Personal information
- Born: 29 November 2005 (age 20) Melbourne, Australia

Sport
- Sport: Field hockey
- Position: Midfield

Senior career
- Years: Team / Caps / Goals
- 2024–: HC Melbourne / - / -

National team
- Years: Team / Caps / Goals
- 2023–: Australia U–21 / 21 / (2)

Medal record
Women's field hockey
Representing Australia
Junior Oceania Cup
| Gold medal – first place | 2025 Auckland |  |

= Samantha Love (field hockey) =

Australian field hockey player (born 2005)

Samantha Love (born 29 November 2005) is a field hockey player from Australia.

She has been listed as one of the 'futures' of Australian hockey.

==Personal life==
Love is a current scholarship holder at the Victorian Institute of Sport.

She is a former student of St Catherine's School.

==Career==
===Domestic===
In Hockey Australia's premier domestic league, the One Active Hockey One, Love represents HC Melbourne.

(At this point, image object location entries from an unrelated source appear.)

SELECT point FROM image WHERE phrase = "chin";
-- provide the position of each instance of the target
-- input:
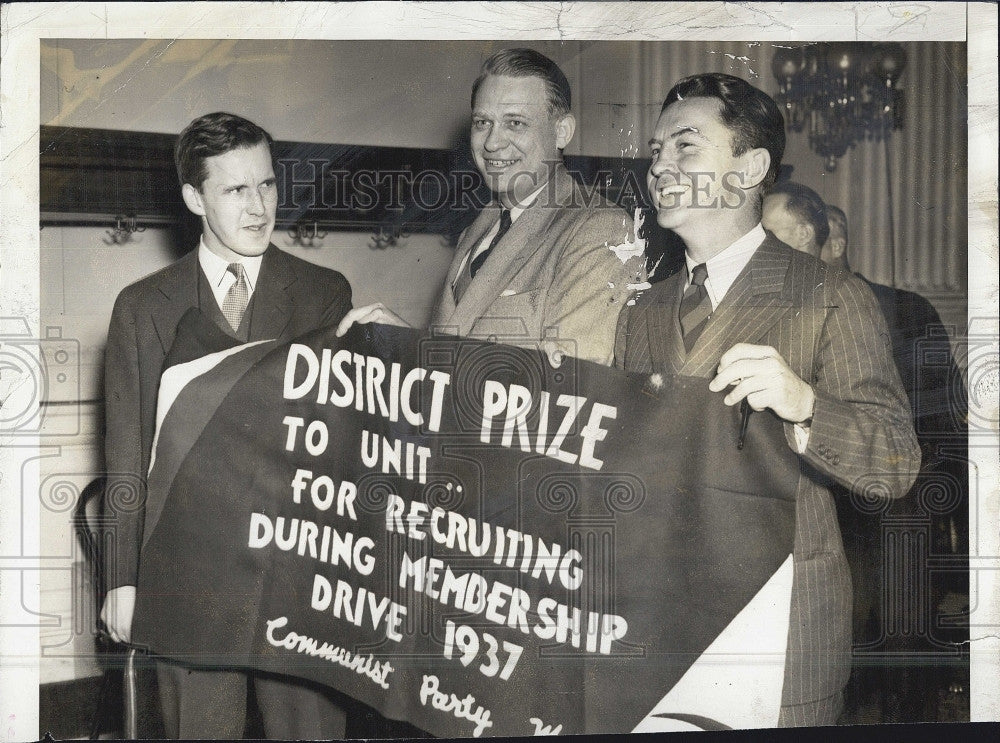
(668, 219)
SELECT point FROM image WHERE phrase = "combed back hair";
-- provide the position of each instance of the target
(529, 63)
(211, 135)
(838, 221)
(806, 206)
(750, 114)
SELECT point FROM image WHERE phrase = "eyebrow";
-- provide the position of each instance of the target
(682, 129)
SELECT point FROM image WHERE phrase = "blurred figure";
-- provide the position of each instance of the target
(797, 216)
(921, 350)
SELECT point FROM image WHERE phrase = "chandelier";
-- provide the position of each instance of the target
(843, 92)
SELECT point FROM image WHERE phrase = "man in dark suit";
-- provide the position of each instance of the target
(537, 268)
(783, 331)
(242, 286)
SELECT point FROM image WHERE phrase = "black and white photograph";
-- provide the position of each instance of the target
(411, 370)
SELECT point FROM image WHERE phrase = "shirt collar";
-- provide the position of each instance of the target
(216, 268)
(726, 265)
(518, 210)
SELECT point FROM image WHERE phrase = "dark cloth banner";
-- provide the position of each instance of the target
(452, 531)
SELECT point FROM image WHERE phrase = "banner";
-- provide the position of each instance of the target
(461, 536)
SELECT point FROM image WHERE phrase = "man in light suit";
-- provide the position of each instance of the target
(241, 288)
(762, 322)
(536, 268)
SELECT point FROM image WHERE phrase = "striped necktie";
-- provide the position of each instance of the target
(237, 298)
(696, 307)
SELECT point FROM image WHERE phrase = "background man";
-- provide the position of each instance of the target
(536, 265)
(784, 332)
(933, 383)
(241, 288)
(797, 216)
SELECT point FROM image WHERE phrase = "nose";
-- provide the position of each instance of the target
(660, 164)
(496, 139)
(255, 202)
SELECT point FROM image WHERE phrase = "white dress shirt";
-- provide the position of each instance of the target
(723, 268)
(220, 278)
(515, 212)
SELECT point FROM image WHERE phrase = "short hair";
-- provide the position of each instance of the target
(837, 219)
(750, 114)
(210, 135)
(522, 62)
(806, 206)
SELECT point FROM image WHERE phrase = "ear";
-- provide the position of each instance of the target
(192, 199)
(565, 126)
(756, 163)
(838, 246)
(807, 234)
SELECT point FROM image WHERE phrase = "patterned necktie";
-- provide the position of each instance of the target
(480, 259)
(237, 298)
(696, 307)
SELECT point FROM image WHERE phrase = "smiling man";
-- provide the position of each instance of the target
(762, 322)
(536, 267)
(235, 287)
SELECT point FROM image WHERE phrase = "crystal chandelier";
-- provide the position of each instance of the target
(843, 92)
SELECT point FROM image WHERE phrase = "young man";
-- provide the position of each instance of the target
(251, 291)
(763, 322)
(536, 266)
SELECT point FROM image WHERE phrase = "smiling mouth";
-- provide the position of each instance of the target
(670, 196)
(490, 163)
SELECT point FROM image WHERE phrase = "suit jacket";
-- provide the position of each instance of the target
(292, 296)
(553, 275)
(826, 325)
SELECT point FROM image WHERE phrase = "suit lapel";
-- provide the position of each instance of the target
(753, 304)
(472, 236)
(272, 304)
(178, 292)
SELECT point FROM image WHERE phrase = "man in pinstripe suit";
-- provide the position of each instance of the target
(793, 337)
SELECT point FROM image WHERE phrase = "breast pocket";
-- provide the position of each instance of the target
(512, 317)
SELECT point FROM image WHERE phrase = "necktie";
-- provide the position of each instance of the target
(480, 259)
(696, 307)
(237, 298)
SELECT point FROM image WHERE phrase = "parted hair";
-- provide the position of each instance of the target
(749, 113)
(210, 135)
(522, 62)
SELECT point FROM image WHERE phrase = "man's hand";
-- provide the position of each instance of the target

She also competes in the Hockey Victoria Premier League, where she represents Hawthorn Hockey Club. She formerly represented MCC Hockey Club.

===Under 21===
Love made her debut for the Australian U–21 side, the Jillaroos, in 2023. She made her first international appearances during a test–series against Japan in the Gold Coast.

In 2025 she was named in the squad for the Junior Oceania Cup in Auckland, where she won a gold medal. She also appeared in a test series against India in Canberra. She has most recently been named in the squad for the 2025 FIH Junior World Cup in Santiago.